La frustración de la cena de la
noche anterior se tornó ejemplo de profesionalidad e imaginación en ésta. Las
calles estaban abarrotadas y todos los restaurantes, sugerentes y con encanto,
de la calle de las Flores rebosaban de clientes. Empezamos a pensar que no
haber reservado era un error y que quizá habíamos salido demasiado tarde. Nos
lanzamos a la búsqueda y captura con fe.
Como nos había gustado un
restaurante en largo Santo Domingo preguntamos si había alguna
posibilidad. Curiosamente, se llamaba LSD, las siglas de la plaza,
aunque de significado psicodélico. El encargado, o el que parecía el jefe,
porque se movía atareado, aunque con decisión, nos atendió y nos aconsejó con
convicción y amabilidad esperar. Nos pusimos pegados a la pared, expectantes, y
asistimos a una especie de Tetris en las mesas. Admiramos el espectáculo
posterior.

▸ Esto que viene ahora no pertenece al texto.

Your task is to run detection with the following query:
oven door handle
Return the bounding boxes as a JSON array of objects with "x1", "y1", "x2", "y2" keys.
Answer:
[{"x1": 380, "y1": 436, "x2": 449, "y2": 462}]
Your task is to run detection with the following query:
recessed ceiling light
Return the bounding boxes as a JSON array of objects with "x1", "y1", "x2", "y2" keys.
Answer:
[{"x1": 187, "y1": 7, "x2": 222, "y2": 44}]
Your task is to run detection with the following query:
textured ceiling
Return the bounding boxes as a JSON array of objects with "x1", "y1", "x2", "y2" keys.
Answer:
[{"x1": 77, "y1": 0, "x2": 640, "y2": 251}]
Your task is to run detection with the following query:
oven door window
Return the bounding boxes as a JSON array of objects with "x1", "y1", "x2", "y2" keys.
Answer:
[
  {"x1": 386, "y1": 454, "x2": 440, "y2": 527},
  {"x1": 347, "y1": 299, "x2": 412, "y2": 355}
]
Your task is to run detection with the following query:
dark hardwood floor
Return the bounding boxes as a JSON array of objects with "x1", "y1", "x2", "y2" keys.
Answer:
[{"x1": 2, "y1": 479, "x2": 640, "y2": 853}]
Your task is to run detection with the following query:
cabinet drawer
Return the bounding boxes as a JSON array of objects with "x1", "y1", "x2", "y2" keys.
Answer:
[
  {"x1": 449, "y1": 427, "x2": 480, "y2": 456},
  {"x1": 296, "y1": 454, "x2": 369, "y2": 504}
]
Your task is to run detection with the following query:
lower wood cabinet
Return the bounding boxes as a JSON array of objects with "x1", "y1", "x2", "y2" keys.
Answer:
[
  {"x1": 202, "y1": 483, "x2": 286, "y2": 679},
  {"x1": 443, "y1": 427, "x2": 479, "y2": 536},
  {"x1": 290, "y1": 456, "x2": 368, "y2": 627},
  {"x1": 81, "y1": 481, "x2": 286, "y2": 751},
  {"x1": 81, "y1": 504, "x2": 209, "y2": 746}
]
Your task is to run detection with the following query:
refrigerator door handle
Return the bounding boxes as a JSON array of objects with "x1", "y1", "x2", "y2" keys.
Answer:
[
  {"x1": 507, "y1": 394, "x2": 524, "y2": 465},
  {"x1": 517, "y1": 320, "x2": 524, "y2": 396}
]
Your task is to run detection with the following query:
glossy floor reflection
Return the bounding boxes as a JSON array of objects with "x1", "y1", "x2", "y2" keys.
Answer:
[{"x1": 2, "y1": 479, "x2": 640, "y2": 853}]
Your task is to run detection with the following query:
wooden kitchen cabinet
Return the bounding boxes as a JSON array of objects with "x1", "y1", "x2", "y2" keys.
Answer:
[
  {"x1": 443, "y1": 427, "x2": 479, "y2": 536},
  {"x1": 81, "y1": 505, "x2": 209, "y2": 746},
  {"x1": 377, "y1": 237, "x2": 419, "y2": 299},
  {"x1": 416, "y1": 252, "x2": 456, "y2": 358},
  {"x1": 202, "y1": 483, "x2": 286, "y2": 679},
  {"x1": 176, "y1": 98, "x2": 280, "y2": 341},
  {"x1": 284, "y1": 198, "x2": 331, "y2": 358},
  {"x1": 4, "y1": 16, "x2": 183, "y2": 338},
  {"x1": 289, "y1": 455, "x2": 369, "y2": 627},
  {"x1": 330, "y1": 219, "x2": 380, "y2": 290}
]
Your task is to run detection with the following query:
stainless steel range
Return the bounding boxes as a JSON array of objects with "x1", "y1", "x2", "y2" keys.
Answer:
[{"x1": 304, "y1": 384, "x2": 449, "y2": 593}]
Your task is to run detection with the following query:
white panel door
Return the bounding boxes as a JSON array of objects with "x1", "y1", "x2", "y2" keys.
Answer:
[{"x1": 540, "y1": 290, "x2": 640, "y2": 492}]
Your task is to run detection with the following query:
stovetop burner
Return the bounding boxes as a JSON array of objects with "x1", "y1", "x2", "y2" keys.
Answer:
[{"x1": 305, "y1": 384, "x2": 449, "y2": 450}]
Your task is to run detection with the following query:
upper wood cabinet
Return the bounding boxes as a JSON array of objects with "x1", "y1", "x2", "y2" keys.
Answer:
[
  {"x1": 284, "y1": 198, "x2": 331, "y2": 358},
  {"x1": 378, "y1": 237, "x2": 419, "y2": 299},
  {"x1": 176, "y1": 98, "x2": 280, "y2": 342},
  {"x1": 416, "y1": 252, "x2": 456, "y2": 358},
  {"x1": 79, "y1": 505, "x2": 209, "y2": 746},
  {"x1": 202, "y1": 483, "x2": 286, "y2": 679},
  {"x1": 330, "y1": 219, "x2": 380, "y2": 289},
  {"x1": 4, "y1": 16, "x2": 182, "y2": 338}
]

Valió la pena. A un grupo de ingleses o alemanes los situó en una
que quedaba libre, mientras que a una pareja que ya había pedido les cambió de
sitio, liberó espacio, cuadró a otros, cobró a una pareja que se atascaba un
poco y apareció con una mesa que situó en donde menos estorbaba, con cierta
inclinación, pero era la nuestra y no había que ponerse dignos. Nos sentaron en
dos sillas que salieron de la nada.
La camarera que nos atendió era
todo simpatía y nos dijo que no sabía cómo llamar a nuestra mesa, extra o
apócrifa, fuera de planeamiento. Le seguimos la corriente y le propusimos 007,
aunque ninguno era el agente secreto. Entre chanzas y risas nos asignó un
número indeterminado. Lo celebramos con dos cervezas, una botella de vino tinto,
un entrante y un buen pescado para cada uno. Nuestro recuerdo fue estupendo.
Como el precio: 73 euros, propina incluida.
Remontamos las cuestas hasta el hotel
con la satisfacción del deber cumplido.